“Large collection of numerical data are routinely summarized and communicated using a few statistics of location and spread, (…), these can take us a long way in grasping an overall pattern.”
[The Art of Statistics, David Spiegelhalter]
Can we understand all (fine-scale) patterns from a massive data set? If you were a genius, you may keep track of all the patterns. But, it is (almost) impossible to analyze all. That’s is why we employ statistics to understand and analyze a large data set and predict/estimate the future from statistical results (e.g. population, economic growth, the unemployment rate, or stock price). For example, to make a business model for kids, it is much easier to see the average birthrate in some regions rather than count the number of children in my neighborhood. Statistical approaches always provide just a few numbers to describe the complex systems. This simplification enables us to make a simple (predictive) model, leading to an efficient and optimized analytics.
I agree that a few numbers make the complex system simple and I have experienced that this simple representation gives us the proper direction to make a better decision.

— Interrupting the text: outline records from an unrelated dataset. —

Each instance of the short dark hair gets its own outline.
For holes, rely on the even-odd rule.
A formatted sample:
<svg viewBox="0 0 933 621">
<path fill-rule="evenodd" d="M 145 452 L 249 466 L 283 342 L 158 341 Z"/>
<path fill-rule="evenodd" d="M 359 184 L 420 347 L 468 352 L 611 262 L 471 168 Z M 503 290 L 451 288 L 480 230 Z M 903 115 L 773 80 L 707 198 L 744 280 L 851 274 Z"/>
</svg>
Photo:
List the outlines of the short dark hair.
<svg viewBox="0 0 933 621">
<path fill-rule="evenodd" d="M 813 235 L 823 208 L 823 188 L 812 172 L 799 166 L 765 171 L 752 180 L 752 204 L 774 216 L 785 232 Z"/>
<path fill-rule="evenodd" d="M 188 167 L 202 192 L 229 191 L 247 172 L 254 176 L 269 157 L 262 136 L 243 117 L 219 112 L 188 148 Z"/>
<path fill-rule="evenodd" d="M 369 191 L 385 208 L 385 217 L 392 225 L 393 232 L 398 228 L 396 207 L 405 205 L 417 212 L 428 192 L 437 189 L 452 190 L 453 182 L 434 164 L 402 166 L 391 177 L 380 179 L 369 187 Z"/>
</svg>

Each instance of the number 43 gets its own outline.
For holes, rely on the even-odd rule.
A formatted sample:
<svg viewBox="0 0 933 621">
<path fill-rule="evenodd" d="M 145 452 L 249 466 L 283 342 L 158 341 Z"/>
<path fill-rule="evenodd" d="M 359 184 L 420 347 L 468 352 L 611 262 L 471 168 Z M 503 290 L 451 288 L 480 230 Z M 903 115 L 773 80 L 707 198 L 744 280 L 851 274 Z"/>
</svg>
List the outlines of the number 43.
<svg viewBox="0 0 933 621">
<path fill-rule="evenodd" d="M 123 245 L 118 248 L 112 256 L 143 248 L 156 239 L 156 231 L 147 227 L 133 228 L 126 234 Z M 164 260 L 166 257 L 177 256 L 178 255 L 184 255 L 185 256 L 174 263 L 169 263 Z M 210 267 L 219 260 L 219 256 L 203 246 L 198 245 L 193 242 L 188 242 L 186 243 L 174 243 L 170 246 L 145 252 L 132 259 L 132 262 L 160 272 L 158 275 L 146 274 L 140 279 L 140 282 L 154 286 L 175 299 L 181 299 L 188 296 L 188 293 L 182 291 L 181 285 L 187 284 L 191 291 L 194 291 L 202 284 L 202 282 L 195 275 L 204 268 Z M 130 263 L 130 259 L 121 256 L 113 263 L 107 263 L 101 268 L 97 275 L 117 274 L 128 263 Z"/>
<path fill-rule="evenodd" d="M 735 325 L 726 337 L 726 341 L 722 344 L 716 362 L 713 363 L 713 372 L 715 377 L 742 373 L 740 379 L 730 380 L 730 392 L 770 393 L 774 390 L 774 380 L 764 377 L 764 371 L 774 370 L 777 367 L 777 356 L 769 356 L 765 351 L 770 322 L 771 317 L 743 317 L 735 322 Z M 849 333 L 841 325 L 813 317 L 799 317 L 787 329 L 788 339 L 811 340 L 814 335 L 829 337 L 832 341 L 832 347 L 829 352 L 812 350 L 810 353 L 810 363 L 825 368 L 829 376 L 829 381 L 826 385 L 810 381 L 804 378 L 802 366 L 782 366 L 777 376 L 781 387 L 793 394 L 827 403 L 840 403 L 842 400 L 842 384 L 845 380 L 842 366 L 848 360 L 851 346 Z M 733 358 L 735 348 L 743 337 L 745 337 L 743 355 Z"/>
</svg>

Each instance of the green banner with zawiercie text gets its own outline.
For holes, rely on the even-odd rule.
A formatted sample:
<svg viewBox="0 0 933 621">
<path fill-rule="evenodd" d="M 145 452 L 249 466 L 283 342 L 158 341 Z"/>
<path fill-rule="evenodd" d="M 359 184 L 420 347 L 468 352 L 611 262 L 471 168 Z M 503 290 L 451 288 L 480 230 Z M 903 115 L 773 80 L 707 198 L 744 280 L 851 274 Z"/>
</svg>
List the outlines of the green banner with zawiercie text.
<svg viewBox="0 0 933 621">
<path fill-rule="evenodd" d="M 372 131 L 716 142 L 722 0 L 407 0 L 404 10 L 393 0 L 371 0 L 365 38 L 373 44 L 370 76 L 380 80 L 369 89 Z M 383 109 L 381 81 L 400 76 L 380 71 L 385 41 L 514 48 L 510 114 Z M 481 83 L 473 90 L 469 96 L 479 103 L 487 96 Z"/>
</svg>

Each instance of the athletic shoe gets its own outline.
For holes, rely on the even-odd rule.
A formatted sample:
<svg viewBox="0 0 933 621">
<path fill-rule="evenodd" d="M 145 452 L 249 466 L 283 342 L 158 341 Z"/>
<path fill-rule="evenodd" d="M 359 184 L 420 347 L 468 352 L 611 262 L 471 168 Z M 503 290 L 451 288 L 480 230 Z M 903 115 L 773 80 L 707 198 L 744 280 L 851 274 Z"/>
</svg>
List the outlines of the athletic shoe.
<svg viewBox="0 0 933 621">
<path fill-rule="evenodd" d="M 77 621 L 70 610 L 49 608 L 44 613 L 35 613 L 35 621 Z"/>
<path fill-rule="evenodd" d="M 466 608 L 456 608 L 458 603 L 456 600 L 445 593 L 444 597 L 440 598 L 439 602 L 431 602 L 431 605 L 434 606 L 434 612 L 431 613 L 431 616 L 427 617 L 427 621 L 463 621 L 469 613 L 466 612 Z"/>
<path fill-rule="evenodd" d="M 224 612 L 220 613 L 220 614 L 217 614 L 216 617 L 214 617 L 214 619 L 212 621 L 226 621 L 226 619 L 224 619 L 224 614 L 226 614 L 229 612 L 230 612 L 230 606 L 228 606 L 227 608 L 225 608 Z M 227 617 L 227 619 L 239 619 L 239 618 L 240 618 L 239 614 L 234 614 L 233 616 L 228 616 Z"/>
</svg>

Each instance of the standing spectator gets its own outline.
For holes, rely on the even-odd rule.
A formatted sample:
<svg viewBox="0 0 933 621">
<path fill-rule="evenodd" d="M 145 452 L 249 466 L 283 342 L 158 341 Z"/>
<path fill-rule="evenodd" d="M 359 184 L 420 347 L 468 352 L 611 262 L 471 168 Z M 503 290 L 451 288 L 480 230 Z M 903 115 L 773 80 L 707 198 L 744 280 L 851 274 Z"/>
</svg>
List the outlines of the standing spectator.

Then, what is the good “number (statistic)” for massive data in our hands? The average? well, but the book also said: “there is no substitute for simply looking at data properly.” Hence, we should be careful to understand the complex system using only a few statistics. Some statistics are venerable to outliers such as average. Also, we can draw the dinosaur patterns using the given mean and variance (please see my previous post). Nowadays, data-driven approaches via statistical learning (machine learning) may provide optimal numbers to describe the complex system effectively. Yet, we need to scrutinize all the statistics the data-driven models provide. However, I do expect that a data-driven AI model may find a good reparameterization of the massive data set for a better understanding in the near future.